Arrivée à la maison, elle n’eût pas l’esprit tranquille et procéda au même rituel avec des filles de 10 et 15 ans .
Celle de dix ans avait perdu son h***n depuis belle lurette.
Après enquête, le bébé de 1 an et demi a désigné le nom de la nounou.
Quand on demanda aux grandes pourquoi elles n’avaient jamais dénoncé la nounou. Elles dirent qu’elles ne savaient pas que ce n’était pas bien.
Après une enquête approfondie, elles lui avouèrent qu’elle leur disait des mots pas catholiques et leur montrait comment il fallait procéder, avec son propre corps à elle.
Elles sont toutes nées entre les mains de la nounou.
La maman avait entièrement confiance en elle.
Elle a pris 10 ans de prison ferme.
Situation 3
Elle avait huit ans.
T**d la nuit, dans le noir, son oncle l’a amené dans les bois pour abuser d’elle.
Au moment des faits, la petite qui l’a reconnu, lui disait : toton X, tu es en train de me blesser, arrête.
Se sachant démasqué, tonton lui projeta une brique sur le visage, lui cassant ainsi ses deux mâchoires.
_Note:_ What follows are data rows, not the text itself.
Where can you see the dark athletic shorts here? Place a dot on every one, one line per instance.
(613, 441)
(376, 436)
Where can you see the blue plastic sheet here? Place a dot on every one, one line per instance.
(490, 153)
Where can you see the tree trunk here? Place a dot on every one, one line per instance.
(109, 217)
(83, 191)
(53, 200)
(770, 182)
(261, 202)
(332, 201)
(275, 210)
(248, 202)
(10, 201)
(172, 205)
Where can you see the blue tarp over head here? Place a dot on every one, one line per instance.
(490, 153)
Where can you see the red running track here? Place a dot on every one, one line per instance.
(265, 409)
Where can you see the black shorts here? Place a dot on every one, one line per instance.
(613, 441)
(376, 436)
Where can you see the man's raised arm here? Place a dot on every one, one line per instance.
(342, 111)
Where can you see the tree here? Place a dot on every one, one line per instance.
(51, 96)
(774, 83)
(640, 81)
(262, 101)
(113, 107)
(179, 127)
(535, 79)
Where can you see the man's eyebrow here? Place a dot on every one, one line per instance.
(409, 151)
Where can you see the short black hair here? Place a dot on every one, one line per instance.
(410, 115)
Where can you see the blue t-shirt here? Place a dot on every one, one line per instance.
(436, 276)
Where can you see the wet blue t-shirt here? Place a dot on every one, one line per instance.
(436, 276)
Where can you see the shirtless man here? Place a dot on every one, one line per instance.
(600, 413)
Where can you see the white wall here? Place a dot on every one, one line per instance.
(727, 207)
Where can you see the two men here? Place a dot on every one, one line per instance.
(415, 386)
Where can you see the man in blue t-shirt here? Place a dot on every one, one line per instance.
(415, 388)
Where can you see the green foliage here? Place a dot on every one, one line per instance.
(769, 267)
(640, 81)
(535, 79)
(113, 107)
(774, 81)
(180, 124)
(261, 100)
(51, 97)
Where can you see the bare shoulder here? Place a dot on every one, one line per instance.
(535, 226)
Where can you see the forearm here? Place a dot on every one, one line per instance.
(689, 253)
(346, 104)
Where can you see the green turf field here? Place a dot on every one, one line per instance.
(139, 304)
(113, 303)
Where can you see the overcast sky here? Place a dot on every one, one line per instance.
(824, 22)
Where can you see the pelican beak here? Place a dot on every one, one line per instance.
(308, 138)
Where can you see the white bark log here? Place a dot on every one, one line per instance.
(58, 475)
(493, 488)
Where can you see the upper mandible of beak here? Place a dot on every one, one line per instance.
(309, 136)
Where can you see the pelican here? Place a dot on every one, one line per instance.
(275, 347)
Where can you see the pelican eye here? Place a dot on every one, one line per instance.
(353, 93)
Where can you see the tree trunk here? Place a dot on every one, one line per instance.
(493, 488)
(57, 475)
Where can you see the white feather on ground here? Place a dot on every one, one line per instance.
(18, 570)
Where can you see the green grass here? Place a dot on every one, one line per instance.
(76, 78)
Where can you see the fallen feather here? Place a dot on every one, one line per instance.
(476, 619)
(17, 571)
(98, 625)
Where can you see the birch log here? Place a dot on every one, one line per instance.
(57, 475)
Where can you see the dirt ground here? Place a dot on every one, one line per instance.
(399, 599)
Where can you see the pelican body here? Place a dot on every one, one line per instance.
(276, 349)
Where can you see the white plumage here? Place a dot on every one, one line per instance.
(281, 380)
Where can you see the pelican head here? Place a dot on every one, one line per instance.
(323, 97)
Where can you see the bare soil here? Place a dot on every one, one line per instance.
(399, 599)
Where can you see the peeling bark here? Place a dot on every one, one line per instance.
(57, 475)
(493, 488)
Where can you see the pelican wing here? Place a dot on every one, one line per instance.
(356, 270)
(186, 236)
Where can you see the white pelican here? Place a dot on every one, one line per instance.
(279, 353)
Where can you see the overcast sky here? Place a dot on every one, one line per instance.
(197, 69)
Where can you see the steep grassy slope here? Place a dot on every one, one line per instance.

Ensuite, il la jeta dans une fosse, la couvrit de grosses pierres et cacha le trou avec des herbes et du sable, puis retourna tranquillement à la maison pour dormir.
Comme Dieu aime ses brebis, la petite sorti miraculeusement de ce tombeau construit par son oncle, ami intime de son père.
Les premières personnes qui l’ont rencontré ont d’abord pensé que l’être qui rampait dans le noir, l’air ensanglanté, était un chien accidenté.
Le corps en lambeaux, les deux mâchoires cassées, la petite était dans un état insupportable.
Les parents qui ont eu vent de l’association ont appelés au secours.
Heureusement, une femme ministre de l’époque les a aidé à se rendre à sur place avec une ambulance. Car, il n’y avait aucune possibilité de l’opérer à partir de sa localité.
À l’époque, il n’y avait qu’un seul médecin spécialisé en traumatologie mandibulaire au Sénégal.
Pendant une semaine entière, la petite a vécu en situation d’attente de trouver une place à l’hôpital.
L’opération a finalement eu lieu.
Durant sa réhabilitation, elle est restée 6 mois dans la maison du président de l’association qui a dit :
«La petite pouvait rester pendant une heure devant à regarder un point fixe du mur devant lequel elle s’asseyait.
Elle refusait de se laver. Elle avait horreur de rester enfermée dans une pièce. Elle avait peur des toilettes, des voitures.
L’association l’a mise en relation avec l’école mariama niasse qui a entièrement pris en charge son année scolaire.
Mais ne produisant aucun résultat scolaire, elle est finalement retournée au village.
Son bourreau a écopé de 15 ans de travaux forcés.
Une victoire pour l’association. Une victoire pour l’avocat de l’AJS.
Se parents ont récupéré les compensations de la fillette.
Mais le président de l’association en est sorti scandalisé quand son père l’a accusé d’avoir détruit les liens d’amitié entre son ami et lui.
Selon lui, c’était une erreur de la part de son ami. Et cela ne nécessitait pas une peine de prison aussi lourde.
Le fillette est retournée au village. A ce jour, elle doit avoir 15ans, elle est intraçable. Personne ne sait ce qu'elle est devenue.
Après une prise de bec entre le président de l’association qui a assuré la prise en charge de la petite et le père de la concernée, notre bon samaritain définitivement traumatisé par les évènements, a arrêté toute activité, plié bagages et déposé ses baluchons vers des cieux plus cléments.
C’est la raison pour laquelle il y a eu un ralentissement des activités de l’Association Tonton Saï Saï que je loue pour avoir mené un combat aussi lourd.
Je vous applaudis.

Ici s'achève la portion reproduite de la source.